O INSTINTO DE PRESERVAÇÃO SE CALA
 FRENTE AS POTÊNCIAS DA EVOLUÇÃO:
 O “SALTO” HÁ 4,5 MILHÕES DE ANOS
2* O segundo tema. Koki ainda vivia colado às costas ou na barriga da mãe, tinha preferência pelas costas, o panorama era muito mais amplo, sua mente arisca observava uns pássaros um pouco próximos, a voarem de galho em galho e a bicarem os pequenos frutos já maduros. Embora os primatas fossem aparentados e arborícolas, nenhuma das espécies que viviam na região, mesmo, as mais aparentadas com a sua tinham o hábito ou a habilidade de saltar de galho em galho! nem a sua tão pouco. Koki observava e pensava, vou sair destas costas e saltar, vou sair destas costas quentinhas e saltar.

O PRIMEIRO SALTO
3* E outra coisa não fez! Aproveitando um momento em que sua mãe catava uns saborosos piolhos nos próprios pelos, olhou para suas mãos fechou-as e as abriu, tornou a fechar, olhou para um galho não muito distante um pouco abaixo, tornou a olhar para suas mãos, olhou para sua mãe, fechou os olhos para não ver sua mãe, como para não ser repreendido e tomar coragem, abriu os olhos bem devagarzinho, mirou no galho, tornou a fechar os olhos e saltou! No meio do pulo abriu os olhos fixou os olhos no galho escolhido e se agarrou, todos seus irmãos e primos viram estupefatos seu mergulho para o abismo e o sucesso de sua agarrada ao galho. Claro que o costume de saltar dos galhos pode ser tão velho o quanto os primatas o são! O que apresento aqui, trata-se somente de uma ficção descritiva e acrônica de um costume que seria abandonado com o bipedalismo, estes mesmos antropoides seriam num futuro distante o “homo digitalis”.
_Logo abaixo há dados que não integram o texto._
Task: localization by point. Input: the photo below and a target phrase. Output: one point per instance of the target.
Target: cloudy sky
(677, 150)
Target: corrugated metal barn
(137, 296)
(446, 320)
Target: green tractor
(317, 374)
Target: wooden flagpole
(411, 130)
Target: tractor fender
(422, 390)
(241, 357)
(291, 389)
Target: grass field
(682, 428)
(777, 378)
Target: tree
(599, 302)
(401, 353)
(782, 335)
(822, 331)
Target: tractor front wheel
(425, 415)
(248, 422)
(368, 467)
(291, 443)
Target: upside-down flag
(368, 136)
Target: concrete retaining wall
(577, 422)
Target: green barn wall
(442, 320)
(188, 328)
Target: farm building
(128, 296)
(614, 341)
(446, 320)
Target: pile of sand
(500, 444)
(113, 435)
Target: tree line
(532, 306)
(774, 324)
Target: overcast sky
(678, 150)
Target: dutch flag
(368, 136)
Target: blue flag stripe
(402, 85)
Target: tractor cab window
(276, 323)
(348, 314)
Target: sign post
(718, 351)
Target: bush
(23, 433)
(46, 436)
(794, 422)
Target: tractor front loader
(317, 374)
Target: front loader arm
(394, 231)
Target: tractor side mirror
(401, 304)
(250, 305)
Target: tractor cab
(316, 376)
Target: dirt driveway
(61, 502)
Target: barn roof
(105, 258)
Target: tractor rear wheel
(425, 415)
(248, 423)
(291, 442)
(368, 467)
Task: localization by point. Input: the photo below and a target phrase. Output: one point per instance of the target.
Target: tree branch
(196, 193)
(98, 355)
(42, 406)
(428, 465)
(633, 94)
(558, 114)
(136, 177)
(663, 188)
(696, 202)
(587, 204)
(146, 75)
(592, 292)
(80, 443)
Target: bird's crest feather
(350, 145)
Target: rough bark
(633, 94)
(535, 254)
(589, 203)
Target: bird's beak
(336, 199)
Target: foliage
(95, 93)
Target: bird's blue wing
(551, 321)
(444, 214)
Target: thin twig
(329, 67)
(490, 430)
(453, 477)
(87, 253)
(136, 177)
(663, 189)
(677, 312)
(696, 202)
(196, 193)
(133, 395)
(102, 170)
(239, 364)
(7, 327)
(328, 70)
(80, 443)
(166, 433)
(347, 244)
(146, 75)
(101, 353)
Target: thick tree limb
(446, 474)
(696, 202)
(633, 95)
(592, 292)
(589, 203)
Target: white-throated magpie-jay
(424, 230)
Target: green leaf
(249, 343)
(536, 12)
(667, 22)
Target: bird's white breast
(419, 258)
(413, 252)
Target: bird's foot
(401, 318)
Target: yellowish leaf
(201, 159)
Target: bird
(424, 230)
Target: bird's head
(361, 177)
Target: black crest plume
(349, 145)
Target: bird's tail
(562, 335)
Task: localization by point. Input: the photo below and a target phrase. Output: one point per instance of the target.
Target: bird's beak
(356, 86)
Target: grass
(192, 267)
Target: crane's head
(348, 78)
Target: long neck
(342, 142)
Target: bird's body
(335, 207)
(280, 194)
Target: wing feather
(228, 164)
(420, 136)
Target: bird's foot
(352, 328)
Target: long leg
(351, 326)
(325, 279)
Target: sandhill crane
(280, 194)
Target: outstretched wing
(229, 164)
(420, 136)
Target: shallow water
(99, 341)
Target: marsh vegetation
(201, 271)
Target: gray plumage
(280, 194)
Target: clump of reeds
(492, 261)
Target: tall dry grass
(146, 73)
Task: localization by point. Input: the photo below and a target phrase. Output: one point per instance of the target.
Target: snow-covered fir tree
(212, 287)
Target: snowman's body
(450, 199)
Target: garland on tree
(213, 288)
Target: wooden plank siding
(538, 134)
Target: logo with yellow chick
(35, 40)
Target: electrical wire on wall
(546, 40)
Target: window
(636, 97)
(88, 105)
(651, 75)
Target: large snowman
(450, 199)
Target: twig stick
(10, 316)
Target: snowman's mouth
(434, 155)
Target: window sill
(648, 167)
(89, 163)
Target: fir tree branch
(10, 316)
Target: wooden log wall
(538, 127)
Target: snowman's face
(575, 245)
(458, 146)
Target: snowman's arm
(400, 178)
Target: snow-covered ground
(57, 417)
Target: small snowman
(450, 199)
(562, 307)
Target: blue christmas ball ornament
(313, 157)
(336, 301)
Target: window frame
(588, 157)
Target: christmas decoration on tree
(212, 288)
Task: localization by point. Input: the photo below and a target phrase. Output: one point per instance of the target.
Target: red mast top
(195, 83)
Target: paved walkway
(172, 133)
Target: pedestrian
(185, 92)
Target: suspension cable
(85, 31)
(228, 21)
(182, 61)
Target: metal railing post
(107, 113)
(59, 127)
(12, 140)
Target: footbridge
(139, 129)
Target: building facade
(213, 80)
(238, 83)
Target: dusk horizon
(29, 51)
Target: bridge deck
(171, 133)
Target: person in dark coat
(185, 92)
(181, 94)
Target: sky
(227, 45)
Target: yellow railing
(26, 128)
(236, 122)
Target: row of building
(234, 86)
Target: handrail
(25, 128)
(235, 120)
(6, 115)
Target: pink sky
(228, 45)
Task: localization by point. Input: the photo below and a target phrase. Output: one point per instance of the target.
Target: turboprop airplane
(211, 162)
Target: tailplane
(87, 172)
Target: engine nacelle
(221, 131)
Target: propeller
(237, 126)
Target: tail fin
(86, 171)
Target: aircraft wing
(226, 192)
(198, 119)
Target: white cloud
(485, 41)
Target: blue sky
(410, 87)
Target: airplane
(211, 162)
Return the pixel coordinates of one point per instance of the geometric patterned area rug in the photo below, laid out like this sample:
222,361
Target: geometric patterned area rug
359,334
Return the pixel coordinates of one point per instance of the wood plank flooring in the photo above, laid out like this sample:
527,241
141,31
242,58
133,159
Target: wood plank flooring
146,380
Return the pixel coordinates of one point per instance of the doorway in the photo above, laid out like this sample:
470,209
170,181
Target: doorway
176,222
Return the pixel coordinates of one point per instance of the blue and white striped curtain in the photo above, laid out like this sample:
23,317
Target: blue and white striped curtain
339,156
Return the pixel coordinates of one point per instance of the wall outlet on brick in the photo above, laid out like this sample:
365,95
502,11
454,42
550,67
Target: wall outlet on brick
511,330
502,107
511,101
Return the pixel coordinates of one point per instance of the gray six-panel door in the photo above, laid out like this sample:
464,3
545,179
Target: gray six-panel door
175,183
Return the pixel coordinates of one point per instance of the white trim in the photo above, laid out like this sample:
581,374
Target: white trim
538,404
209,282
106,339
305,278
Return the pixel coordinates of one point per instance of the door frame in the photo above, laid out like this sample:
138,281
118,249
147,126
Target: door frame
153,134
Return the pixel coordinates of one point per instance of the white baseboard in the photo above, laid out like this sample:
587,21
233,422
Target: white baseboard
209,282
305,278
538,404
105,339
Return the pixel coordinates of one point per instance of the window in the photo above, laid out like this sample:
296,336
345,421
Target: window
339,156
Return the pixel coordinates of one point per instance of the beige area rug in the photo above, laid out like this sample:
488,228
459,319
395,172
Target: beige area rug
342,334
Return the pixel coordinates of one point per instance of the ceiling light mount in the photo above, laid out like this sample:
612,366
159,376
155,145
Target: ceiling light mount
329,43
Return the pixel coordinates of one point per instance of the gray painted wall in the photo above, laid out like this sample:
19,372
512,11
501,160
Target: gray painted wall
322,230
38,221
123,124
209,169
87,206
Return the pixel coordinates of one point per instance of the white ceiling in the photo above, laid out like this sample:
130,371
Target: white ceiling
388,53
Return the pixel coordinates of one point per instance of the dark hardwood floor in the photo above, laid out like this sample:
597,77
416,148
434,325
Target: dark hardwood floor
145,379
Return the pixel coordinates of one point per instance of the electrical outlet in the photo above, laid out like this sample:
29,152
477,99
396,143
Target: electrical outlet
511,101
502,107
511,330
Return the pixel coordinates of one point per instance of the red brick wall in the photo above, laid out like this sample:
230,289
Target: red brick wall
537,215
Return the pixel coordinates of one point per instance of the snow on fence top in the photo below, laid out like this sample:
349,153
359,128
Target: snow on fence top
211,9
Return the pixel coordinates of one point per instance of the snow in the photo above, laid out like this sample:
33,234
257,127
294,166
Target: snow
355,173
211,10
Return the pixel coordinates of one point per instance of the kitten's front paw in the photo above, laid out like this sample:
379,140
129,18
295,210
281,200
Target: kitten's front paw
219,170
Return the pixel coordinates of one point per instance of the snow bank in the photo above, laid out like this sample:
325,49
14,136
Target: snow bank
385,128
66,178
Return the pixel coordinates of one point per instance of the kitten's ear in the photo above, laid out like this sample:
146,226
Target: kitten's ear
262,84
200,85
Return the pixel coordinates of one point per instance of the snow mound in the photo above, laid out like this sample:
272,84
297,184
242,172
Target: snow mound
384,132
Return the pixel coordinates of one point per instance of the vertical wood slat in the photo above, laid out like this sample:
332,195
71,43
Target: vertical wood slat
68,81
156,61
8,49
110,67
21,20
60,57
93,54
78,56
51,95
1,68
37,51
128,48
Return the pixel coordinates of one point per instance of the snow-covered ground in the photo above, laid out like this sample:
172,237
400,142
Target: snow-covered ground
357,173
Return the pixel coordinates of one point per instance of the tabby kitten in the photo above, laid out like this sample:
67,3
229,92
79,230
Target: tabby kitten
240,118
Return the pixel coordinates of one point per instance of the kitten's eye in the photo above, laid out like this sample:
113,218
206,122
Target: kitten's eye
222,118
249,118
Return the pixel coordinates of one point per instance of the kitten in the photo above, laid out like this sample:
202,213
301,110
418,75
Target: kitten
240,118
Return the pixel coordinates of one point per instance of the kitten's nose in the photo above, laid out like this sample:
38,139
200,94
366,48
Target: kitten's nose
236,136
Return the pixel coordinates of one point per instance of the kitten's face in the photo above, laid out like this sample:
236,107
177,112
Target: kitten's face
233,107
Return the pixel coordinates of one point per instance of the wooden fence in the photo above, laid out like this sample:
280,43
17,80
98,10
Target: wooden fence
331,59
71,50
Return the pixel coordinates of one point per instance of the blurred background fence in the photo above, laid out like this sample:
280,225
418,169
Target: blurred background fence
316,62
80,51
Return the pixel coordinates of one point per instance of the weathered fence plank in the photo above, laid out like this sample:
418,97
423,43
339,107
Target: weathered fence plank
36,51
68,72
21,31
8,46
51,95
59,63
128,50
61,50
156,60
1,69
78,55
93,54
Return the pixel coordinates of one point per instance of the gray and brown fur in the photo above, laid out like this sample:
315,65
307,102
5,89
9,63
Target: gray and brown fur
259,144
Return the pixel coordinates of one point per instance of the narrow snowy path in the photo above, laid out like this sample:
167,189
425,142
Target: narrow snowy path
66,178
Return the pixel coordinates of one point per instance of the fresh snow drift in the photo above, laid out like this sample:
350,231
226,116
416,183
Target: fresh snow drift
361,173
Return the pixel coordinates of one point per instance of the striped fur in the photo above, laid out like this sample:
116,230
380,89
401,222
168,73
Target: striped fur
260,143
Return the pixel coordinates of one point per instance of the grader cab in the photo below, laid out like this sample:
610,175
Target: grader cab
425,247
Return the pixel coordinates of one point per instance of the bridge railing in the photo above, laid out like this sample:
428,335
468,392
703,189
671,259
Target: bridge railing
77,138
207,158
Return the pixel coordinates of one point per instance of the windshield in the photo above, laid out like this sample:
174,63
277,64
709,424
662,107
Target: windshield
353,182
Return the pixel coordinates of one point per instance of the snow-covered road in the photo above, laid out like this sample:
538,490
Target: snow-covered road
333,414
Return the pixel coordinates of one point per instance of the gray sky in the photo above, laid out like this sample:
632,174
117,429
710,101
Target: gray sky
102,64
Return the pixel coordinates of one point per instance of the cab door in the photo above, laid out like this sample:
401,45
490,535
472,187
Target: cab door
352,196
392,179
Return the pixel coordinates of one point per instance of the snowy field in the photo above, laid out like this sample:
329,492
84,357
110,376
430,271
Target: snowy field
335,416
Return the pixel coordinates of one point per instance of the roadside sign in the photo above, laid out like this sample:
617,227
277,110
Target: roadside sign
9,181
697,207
   O INSTINTO DIFERENCIADOR DA ESPÉCIE. “A IMITAÇAO”
4* Logo depois um seu irmão, também levado da breca saltou no abismo e se agarrou ao galho por ele escolhido, foi uma gritaria ensurdecedora, Para assombro dos adultos e espanto de Sol a irmã mais velha de Koki, na parte da tarde todos os jovens do bando saltavam de galho em galho, à noite nenhum dos jovens conseguiu dormir as juntas dos quadris, suas mãos e principalmente as articulações dos ombros estavam doloridas. Assim, no dia seguinte ninguém arriscou um salto sequer. Nos dias seguintes, à exceção dos adultos, todos saltavam, salvo alguns tombos, ninguém se machucara gravemente. Por sorte no fundo do vale Turkana, na zona central da África onde, a raça daqueles primatas habitava, a orla da floresta era de árvores relativamente baixas, não ocasionando nenhum acidente sério aos novatos na arte do salto, os mais experientes dificilmente erravam, o salto parecia ser instintivo. Desde muitas gerações que todos da espécie já conseguiam ficar de pé por pouco tempo, para fiscalizar a área próxima ao seu território. Após várias gerações, a espécie já conseguia, embora, “desajeitadamente” dar alguns passos e apanhar os frutos mais baixos nas copas das árvores. Após muitas gerações, todos da espécie já conseguiam andar com relativa desenvoltura e segurança. Após muitíssimas gerações a espécie tinha se transformado em hábeis bípedes tornado-se verdadeiros maratonistas, aumentado consideravelmente suas chances de sobrevivência quando necessitavam livrar-se da perseguição dos predadores. Temos que levar em conta que a habilidade de caminhar (de se locomover em duas pernas) facilitaria no futuro, a mudança para novos campos de caça e de coleta, melhorando a ingestão de mais proteínas em sua dieta. O que resultaria em mais musculatura, mais força, e obviamente dentro dos milhares de anos, num encéfalo maior.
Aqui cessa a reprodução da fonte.